El 14 de mayo, en el Congreso A Todo Trigo 2026, nuestra COO María Luján Santos abordó uno de los problemas más frecuentes en la gestión agropecuaria: tener datos pero no lograr cerrar el resultado económico real.
¿Alguna vez sentiste que tenés la oficina llena de papeles y planillas pero, cuando mirás el reporte, los números no cierran a primera vista?
Eso no es un problema de tecnología. Es un problema de integración.
Esa fue la premisa con la que María Luján Santos abrió su presentación en el Congreso A Todo Trigo 2026, ante productores y referentes del sector.
Datos hay. El problema es otro.
Según un relevamiento de Gartner, el 70% de los proyectos de transformación digital fracasan. No porque la tecnología falle, sino porque las partes no se hablan. Y es que la transformación digital en el agro no empieza por las herramientas, sino por las personas, los procesos y la forma en que cada área comparte información para tomar decisiones.
Campo, administración, comercial y finanzas generan datos todo el tiempo, pero cada área los maneja por separado, sin que esa información llegue a un lugar común donde se pueda leer el negocio completo. El resultado es que los números existen, pero no hablan entre sí.
Como lo describió Santos en su presentación:
«El dato existe. Pero cuando lo miro, no me cuadra. Sin cierre, esos datos se convierten en ruido.» — María Luján Santos, COO de Albor
Gestión agropecuaria: del dato al resultado económico
Lo que suele faltar no es más datos, es el puente entre el hecho productivo y el resultado económico real.
Una siembra, una labor, una fertilización, generan una compra, una venta, un documento. Ese documento tiene que imputarse, integrarse y conciliarse para llegar a un resultado. Si ese recorrido no existe, el esfuerzo de registrar todo se pierde:
«Digitalizar un hecho no alcanza si no llega a un resultado económico. Y frustra, porque cargué todo. El agrónomo registró todo, lo puso en una App, mandó las órdenes de trabajo. Pero cuando miro tres cosas sueltas, no puedo saber si mi negocio va bien o va mal.»
El siguiente paso concreto es ordenar ese proceso.
La tarjeta de cierre: siete preguntas que casi nadie se hace completas
La solución no es comprar un sistema y listo. Es entender, antes, qué significa tener el dato.
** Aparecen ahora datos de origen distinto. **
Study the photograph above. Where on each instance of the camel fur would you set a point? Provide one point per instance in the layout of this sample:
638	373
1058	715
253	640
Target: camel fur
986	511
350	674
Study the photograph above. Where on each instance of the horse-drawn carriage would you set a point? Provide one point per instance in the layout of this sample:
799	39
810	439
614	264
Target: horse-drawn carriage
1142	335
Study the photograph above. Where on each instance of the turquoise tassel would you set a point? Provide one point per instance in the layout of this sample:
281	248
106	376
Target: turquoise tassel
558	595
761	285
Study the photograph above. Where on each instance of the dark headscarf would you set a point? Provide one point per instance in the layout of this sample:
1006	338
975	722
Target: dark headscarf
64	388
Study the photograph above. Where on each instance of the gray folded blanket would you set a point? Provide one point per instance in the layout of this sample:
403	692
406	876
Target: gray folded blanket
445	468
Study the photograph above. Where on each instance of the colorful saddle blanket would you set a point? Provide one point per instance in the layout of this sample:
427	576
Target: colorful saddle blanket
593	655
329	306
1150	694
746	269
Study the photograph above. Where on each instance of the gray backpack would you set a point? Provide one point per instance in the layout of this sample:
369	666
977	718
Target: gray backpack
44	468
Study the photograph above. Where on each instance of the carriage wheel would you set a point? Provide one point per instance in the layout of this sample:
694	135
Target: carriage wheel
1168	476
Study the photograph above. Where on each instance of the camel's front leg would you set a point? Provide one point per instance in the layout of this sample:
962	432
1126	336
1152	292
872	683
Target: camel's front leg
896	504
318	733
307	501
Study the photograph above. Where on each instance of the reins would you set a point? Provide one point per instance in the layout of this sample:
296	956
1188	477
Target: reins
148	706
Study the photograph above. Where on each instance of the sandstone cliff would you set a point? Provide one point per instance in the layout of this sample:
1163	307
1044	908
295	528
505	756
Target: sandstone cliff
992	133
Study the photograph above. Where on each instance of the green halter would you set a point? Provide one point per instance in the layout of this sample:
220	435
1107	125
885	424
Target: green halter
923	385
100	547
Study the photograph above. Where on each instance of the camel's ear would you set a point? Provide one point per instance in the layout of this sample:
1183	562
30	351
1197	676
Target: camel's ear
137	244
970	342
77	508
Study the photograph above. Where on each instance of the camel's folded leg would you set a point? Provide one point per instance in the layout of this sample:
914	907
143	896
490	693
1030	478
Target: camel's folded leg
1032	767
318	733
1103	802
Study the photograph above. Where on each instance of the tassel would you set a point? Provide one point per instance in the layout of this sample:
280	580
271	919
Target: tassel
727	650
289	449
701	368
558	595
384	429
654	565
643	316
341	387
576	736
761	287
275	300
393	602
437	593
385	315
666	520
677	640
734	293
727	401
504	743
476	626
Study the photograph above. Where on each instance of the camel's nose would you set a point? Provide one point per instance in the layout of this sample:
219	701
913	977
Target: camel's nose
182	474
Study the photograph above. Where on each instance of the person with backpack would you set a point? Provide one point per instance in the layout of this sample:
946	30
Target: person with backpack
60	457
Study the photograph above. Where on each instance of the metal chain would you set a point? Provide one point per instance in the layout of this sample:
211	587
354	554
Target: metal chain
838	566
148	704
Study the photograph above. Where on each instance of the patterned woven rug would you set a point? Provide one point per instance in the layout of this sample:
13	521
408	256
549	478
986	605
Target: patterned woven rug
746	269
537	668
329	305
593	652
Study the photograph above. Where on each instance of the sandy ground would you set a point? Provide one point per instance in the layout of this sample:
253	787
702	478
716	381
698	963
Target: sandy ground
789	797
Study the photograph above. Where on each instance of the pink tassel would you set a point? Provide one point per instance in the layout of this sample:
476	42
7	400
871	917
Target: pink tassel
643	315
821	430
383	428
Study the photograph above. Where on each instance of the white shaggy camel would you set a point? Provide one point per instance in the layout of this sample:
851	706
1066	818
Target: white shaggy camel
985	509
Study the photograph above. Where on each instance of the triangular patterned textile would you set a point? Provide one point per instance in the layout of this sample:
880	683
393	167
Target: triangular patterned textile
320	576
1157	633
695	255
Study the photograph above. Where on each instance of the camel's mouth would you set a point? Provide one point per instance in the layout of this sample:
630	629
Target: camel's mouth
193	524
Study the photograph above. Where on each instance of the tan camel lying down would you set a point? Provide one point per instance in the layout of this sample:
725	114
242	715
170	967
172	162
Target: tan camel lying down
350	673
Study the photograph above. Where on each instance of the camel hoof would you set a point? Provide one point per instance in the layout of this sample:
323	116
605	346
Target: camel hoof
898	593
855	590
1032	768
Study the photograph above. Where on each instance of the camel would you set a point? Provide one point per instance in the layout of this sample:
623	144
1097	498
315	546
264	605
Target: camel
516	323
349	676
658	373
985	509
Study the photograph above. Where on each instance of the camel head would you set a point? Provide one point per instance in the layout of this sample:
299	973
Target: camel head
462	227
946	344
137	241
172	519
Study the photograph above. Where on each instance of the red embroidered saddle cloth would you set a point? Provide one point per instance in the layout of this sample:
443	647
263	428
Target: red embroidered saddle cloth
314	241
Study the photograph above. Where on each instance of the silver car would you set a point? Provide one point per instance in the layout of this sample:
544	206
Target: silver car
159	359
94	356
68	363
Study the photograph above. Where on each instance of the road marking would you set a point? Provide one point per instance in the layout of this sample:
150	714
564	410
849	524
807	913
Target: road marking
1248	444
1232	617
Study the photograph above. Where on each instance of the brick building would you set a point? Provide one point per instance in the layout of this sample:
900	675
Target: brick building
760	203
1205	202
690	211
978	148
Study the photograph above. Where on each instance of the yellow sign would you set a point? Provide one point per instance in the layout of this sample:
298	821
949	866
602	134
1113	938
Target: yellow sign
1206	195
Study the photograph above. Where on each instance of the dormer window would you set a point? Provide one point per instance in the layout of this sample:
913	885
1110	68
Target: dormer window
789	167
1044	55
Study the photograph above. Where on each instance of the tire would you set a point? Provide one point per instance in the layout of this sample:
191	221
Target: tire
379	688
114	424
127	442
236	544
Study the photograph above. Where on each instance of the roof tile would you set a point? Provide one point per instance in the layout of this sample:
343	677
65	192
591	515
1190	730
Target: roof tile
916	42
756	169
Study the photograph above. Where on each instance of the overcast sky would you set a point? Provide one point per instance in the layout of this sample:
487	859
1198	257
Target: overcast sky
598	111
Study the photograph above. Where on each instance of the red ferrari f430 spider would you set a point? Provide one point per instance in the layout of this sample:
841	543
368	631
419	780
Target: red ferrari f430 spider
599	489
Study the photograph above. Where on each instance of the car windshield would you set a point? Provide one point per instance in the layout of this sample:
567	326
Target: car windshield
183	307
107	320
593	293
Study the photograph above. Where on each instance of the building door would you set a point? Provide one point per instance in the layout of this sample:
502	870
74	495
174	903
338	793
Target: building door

Para eso, Santos presentó una herramienta concreta: la tarjeta de cierre.
Tiene siete puntos. La mayoría de las empresas solo tiene el cuarto:
- ¿Qué cambio y para qué?
- ¿A qué unidad económica impacta? (lote, campo, empresa)
- ¿Qué quiero mejorar? (margen, caja, riesgo)
- ¿Cuál es el dato? (labor, remito, factura, pesada)
- ¿Cómo llega ese número al resultado?
- ¿Quién integra, quién concilia y con qué periodicidad?
- ¿Cuándo lo miro y qué hago con esa información?
Sobre esto, Santos fue directa:
«En general, todos se quedan en el punto cuatro y después se frustran cuando mágicamente todo lo demás no está.»
El punto que casi nunca está pensado es el 6, quién tiene el dato en su agenda y con qué frecuencia lo revisa. Sin eso, los puntos 5 y 7 no funcionan.
Este fue exactamente el quiebre que vivió Francisco, cuando su empresa creció y los datos aislados dejaron de alcanzar para tomar decisiones. Porque cuando el campo crece, la intuición sola ya no alcanza.
Querer no es poder
Con esto cerró Santos su presentación ante el auditorio de A Todo Trigo 2026:
«Para poder, necesito un orden y un método. La tarjeta de cierre no es burocracia — es lo mínimo para no decidir a ciegas. Los sistemas y las Apps desconectadas no te salvan de nada.»
En un contexto donde cada decisión impacta directamente sobre la rentabilidad, el desafío ya no es generar más información, sino lograr que los datos tengan coherencia, contexto y cierre. Porque cuando las áreas trabajan desconectadas, los números existen, pero el negocio pierde claridad.
Ordenar la información ya no es una cuestión administrativa, es una condición necesaria para decidir mejor. Y quizás por eso, hubo una frase de Santos que terminó sintetizando toda la charla:
«El dato que cierra decide. El resto es cotillón.»